Question

The roots of the equation $x^4+x^3+2x-4=0$ are $\alpha ,\beta ,\gamma$ and $\delta$, such that $|\alpha |\le |\beta |\le |\gamma |\le |\delta |$. If the sum of two roots is zero, then which of the following is/are correct?

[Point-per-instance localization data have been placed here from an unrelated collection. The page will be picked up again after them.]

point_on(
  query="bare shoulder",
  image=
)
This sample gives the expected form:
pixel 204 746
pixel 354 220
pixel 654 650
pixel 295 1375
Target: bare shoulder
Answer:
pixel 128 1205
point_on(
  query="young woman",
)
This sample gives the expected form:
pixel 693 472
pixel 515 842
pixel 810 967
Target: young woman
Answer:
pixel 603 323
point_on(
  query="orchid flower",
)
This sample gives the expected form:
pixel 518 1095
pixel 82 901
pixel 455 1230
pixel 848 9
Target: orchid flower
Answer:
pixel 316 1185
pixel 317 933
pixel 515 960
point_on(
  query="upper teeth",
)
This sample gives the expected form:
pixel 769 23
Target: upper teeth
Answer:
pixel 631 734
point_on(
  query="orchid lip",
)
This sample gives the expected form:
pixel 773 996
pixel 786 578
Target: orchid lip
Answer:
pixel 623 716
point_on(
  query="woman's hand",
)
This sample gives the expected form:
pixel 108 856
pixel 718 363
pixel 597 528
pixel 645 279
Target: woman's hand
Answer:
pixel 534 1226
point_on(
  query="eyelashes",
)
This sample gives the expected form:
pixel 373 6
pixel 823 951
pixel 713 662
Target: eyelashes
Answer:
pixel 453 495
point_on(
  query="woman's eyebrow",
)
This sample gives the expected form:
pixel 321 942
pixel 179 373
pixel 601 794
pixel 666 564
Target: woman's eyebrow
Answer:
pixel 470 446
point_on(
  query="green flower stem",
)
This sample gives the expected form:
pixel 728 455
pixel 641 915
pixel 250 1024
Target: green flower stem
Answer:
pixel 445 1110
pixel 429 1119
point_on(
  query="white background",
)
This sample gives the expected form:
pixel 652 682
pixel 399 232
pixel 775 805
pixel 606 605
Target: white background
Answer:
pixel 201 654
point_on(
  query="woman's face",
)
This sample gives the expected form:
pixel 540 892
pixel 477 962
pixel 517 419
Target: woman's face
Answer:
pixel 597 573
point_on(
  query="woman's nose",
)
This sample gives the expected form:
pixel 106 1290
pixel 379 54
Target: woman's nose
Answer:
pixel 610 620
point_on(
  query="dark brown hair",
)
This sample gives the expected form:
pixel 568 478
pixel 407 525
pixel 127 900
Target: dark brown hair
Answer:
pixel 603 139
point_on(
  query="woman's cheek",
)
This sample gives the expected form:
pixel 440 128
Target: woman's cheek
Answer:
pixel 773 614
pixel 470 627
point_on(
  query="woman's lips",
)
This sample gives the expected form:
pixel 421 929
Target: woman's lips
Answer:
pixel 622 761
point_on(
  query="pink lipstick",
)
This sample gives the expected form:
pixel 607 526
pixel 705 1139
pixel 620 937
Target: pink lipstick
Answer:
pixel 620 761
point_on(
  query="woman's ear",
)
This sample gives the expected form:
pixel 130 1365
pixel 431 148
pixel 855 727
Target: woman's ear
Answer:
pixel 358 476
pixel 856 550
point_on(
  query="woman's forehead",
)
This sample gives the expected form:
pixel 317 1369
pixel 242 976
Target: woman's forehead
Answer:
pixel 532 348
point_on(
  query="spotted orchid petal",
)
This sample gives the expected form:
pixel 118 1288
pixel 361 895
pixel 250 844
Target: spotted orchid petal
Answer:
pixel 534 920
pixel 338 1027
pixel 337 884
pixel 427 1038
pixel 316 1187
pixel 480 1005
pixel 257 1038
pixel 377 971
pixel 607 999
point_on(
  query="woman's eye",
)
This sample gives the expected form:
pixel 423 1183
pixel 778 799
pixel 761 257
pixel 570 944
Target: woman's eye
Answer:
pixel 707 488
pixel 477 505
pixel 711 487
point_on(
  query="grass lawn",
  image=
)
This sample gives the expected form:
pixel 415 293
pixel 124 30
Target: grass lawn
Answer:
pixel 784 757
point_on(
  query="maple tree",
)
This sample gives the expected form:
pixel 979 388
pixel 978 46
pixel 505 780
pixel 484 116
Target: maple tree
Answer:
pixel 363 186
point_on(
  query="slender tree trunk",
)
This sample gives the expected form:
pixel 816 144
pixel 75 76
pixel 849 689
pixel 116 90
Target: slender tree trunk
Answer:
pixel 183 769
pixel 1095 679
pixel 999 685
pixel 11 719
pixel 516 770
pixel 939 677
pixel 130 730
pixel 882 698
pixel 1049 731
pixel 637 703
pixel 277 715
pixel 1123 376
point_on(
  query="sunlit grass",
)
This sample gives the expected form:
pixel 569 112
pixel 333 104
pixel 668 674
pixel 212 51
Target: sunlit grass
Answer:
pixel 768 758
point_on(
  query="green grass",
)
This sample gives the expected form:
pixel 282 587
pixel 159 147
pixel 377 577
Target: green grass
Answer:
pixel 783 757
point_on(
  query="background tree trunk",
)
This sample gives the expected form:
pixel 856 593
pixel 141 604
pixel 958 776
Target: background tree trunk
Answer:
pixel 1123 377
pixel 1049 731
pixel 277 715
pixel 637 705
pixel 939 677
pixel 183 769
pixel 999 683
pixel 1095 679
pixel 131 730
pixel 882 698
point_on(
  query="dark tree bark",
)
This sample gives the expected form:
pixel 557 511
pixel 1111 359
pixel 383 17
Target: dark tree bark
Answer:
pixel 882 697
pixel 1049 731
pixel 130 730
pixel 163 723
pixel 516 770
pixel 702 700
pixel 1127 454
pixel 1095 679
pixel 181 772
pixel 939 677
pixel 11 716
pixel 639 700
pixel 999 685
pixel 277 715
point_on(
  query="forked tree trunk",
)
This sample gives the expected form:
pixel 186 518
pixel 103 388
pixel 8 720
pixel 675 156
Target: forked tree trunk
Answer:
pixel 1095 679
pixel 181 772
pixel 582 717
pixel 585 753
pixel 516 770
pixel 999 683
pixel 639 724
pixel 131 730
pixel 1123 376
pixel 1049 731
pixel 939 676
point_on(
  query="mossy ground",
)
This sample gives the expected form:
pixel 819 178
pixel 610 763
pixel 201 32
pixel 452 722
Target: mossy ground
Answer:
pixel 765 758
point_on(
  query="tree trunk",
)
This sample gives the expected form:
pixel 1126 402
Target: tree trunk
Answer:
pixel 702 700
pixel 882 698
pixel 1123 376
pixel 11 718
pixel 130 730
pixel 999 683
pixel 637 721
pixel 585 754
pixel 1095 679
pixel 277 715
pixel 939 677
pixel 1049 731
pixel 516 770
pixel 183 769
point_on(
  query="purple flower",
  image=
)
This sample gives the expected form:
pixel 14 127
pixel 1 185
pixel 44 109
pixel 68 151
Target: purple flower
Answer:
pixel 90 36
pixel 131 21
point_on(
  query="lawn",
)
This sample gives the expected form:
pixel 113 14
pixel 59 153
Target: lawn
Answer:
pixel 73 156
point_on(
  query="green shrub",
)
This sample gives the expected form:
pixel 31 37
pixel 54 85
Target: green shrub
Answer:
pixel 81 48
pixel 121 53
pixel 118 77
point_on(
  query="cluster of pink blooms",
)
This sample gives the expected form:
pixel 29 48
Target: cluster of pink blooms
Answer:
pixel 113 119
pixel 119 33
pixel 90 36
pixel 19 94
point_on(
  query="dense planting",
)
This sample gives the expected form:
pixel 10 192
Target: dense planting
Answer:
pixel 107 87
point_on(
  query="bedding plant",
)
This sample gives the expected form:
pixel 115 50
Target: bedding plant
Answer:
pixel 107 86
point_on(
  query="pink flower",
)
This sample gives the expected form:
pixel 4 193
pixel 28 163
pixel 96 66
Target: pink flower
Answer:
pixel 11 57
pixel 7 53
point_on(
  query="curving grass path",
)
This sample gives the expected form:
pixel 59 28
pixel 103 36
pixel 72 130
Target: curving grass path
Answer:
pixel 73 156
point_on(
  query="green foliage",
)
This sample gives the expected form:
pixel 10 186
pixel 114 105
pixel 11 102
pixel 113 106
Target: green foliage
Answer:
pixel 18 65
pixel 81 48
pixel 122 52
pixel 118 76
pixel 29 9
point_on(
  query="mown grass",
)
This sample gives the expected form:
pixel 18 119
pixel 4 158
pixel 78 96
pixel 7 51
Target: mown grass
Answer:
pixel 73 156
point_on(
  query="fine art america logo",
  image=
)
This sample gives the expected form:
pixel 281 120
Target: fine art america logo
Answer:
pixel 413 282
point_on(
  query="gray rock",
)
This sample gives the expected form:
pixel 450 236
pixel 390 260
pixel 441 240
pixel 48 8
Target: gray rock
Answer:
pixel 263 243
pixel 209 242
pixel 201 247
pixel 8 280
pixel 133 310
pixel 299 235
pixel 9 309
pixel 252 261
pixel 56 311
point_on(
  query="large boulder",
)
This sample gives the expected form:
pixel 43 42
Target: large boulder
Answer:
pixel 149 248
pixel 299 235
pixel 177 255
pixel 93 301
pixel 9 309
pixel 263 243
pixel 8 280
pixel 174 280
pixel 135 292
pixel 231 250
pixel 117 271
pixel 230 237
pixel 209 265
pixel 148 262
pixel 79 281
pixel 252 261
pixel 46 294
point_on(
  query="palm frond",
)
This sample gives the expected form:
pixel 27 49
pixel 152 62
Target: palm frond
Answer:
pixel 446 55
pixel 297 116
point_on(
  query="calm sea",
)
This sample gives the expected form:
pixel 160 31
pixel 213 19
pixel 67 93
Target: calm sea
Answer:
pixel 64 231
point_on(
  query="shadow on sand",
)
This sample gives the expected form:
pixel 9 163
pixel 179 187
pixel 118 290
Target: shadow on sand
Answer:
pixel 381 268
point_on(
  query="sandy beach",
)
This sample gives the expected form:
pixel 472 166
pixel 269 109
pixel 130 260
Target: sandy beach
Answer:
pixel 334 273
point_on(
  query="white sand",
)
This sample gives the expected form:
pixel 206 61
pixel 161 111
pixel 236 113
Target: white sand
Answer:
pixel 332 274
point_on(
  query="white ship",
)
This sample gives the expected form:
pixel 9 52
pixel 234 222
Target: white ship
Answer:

• A. Two real roots and two imaginary roots.
• B. $\alpha ,\beta ,\gamma \text{are in G.P.}$
• C. $\alpha ,\beta ,\delta \text{are in G.P.}$
  
• D. $\alpha ,\gamma ,\delta \text{are in G.P.}$

Answer 1

Answer: (A), (C), (D)

$\alpha ,\gamma ,\delta \text{are in G.P.}$

$x^4+x^3+2x-4=0$
$\alpha +\beta +\gamma +\delta =-1$
$\text{Let}\alpha +\beta =0$
$\therefore \gamma +\delta =-1$
Quadratic factor corresponding to $\alpha ,\beta$
$x^2-0.x+p=x^2+p$
Corresponding to $\gamma ,\delta$
$x^2+x+q$

$\therefore x^4+x^3+2x-4=(x^2+p)(x^2+x+q)\Rightarrow x^4+x^3+2x-4=x^4+x^3+x^2(p+q)+px+pq$
Comparing the coefficients of $x^2$ and $x$, we get
$p=2,q=-2$
So,
$\Rightarrow (x^2+2)(x^2+x-2)=0\Rightarrow (x-1)(x+2)(x^2+2)=0\Rightarrow x=1,-2,\pm i\sqrt{2}$

$\alpha =1,\beta =-i\sqrt{2},\gamma =i\sqrt{2},\delta =-2\because |\alpha |\le |\beta |\le |\gamma |\le |\delta |$
$\Rightarrow \alpha ,\beta ,\delta \text{are in G.P.}$
$\Rightarrow \alpha ,\gamma ,\delta \text{are in G.P.}$